Прошедший через сотни смертей, он остался жив. И спустя три с лишним десятилетия все реже и реже возвращался в воспоминаниях к тем давно минувшим военным годам. А вот сейчас сама судьба заставила его снова окунуться и заново пережить в памяти несколько боевых суток, после которых у него до сих пор перед непогодой ноет кость задетого штыком бедра и не совсем слушается плечо…
К приземлившемуся вертолету сразу подкатил армейский «газик»; высокий молодой шофер распахнул дверцы.
— Прошу.
— В военкомат, — приказал ему сопровождающий старшину мужчина.
И тут молчавший всю дорогу пластун впервые подал голос:
— А скажи, хлопче, магазин поблизости есть?
— Так точно. И продовольственный и промтоварный. Вас какой интересует?
— Самый нужный, — усмехнулся бывший старшина и пояснил: — Может, встречу кого из своих старых фронтовых дружков, так негоже приходить с пустыми руками. А из дому захватить некогда было. Все понял, хлопче?
— Так точно.
— Вначале в военкомат, затем — остальное, — обращаясь к шоферу, сухо произнес сопровождающий.
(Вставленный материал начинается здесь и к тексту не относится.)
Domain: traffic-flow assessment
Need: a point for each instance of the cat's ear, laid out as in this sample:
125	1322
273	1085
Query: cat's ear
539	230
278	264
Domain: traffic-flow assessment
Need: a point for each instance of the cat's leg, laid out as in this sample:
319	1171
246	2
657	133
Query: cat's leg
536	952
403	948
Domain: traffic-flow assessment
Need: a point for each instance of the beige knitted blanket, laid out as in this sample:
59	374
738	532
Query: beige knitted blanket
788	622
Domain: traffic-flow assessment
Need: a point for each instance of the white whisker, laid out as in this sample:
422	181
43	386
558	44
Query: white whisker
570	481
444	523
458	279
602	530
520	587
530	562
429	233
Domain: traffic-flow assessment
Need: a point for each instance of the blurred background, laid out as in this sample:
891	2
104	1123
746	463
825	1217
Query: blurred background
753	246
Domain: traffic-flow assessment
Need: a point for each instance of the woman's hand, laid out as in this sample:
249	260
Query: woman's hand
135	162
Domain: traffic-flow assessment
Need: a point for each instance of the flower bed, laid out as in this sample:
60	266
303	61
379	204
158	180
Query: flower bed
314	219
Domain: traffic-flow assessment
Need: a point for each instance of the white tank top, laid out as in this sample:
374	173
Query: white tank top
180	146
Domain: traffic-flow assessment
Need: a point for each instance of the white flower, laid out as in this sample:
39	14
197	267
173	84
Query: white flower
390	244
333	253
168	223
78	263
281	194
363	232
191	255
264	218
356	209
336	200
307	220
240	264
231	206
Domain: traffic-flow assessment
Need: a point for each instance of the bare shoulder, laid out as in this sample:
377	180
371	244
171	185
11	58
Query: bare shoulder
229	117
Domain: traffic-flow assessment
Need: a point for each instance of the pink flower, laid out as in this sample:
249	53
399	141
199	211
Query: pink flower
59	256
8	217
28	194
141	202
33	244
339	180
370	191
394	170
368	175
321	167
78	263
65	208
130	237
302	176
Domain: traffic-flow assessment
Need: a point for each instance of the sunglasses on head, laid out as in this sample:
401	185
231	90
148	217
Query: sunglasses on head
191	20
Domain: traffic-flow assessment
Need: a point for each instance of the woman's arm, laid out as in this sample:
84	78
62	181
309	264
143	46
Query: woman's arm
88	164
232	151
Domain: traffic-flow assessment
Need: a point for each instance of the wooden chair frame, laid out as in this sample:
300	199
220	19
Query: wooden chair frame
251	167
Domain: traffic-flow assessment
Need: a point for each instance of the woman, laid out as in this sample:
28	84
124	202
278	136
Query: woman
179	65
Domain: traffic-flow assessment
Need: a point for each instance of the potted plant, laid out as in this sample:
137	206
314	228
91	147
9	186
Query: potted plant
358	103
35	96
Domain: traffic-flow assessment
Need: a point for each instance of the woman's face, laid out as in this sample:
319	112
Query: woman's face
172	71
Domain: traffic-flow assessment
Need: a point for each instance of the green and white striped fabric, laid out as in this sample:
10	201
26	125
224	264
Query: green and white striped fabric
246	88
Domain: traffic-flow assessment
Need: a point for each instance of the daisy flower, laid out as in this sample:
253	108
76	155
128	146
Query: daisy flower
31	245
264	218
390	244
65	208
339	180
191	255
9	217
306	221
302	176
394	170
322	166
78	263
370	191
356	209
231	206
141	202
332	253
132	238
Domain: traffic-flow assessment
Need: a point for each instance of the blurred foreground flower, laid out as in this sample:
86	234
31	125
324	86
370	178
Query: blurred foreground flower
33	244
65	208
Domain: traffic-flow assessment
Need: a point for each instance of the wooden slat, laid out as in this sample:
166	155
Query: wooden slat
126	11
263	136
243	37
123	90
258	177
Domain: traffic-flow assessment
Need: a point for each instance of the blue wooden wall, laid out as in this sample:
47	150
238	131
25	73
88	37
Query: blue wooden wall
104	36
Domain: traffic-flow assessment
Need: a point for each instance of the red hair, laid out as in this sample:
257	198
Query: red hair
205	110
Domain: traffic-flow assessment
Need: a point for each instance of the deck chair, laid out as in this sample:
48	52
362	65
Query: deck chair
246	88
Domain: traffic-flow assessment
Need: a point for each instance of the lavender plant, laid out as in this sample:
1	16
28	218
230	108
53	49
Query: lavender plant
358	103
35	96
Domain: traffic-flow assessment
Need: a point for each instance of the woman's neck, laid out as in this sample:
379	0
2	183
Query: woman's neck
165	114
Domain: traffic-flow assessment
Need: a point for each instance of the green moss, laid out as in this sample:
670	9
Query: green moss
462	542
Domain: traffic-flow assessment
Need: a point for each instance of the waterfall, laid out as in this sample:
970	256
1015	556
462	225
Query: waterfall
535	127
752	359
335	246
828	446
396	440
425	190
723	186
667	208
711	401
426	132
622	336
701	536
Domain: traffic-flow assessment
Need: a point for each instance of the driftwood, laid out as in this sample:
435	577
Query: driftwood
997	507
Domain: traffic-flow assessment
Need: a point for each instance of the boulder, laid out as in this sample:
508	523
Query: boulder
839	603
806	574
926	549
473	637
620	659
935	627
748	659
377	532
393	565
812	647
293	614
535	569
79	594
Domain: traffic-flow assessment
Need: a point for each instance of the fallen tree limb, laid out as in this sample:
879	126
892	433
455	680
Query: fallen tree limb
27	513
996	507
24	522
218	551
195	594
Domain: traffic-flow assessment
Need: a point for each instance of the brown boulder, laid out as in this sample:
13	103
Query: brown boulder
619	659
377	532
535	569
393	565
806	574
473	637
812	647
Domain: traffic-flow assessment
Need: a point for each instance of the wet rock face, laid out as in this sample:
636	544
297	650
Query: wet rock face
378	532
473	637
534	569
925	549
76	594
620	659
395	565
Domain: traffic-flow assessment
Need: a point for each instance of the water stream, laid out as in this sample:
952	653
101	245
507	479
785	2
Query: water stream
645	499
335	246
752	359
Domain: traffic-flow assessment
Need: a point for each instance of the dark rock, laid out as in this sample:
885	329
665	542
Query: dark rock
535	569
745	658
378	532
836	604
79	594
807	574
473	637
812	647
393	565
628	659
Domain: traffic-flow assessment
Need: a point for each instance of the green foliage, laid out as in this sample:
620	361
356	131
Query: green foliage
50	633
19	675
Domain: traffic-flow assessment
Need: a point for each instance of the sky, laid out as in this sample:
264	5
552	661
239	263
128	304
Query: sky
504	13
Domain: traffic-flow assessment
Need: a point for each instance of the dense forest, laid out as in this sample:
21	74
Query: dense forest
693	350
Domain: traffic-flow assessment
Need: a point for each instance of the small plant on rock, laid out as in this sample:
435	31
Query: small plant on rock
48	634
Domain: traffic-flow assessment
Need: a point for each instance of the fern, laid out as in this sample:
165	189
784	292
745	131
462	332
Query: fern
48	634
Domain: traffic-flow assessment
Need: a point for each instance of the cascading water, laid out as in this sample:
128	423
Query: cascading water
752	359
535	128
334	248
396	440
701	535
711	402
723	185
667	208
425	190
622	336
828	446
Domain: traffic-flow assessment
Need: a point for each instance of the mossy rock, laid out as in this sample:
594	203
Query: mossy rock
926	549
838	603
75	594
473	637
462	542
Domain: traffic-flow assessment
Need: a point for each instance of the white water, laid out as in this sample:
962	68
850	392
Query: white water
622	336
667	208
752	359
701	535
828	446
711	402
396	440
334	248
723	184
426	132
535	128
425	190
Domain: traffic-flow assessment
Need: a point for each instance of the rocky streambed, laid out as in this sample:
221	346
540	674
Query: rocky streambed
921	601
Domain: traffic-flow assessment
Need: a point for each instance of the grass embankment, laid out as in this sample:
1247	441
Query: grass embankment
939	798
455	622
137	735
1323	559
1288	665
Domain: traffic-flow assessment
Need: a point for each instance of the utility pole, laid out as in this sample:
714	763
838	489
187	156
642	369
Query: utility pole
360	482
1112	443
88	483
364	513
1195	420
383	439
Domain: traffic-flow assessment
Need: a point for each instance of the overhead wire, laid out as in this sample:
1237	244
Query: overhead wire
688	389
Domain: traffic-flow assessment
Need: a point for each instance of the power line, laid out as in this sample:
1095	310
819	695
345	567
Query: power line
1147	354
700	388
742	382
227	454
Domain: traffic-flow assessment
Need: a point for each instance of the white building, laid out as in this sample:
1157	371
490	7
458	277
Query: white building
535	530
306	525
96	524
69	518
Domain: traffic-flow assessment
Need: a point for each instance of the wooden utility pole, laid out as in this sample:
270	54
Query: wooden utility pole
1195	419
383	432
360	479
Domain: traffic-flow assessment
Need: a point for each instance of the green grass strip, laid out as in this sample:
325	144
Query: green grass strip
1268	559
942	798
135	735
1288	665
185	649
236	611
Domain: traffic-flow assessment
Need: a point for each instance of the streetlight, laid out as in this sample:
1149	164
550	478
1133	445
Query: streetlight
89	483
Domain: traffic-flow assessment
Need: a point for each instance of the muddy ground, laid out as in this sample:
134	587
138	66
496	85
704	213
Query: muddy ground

И тут же удивился происшедшей с его попутчиком перемене. Молчаливый добродушный старик, спокойно дремавший рядом с ним всю дорогу, моментально преобразился. На его лице не осталось ни добродушия, ни следов усталости, оно все напряглось и словно помолодело, на нем четче обозначились скулы, резче выделились желваки, а пристальный, немигающий взгляд прищуренных глаз был настолько тяжел и пронизывающ, что сопровождающий тотчас же отвел глаза.
— В магазин, — медленно и глухо сказал бывший старшина.
И сопровождающий, отвернувшись к боковому стеклу, не стал возражать.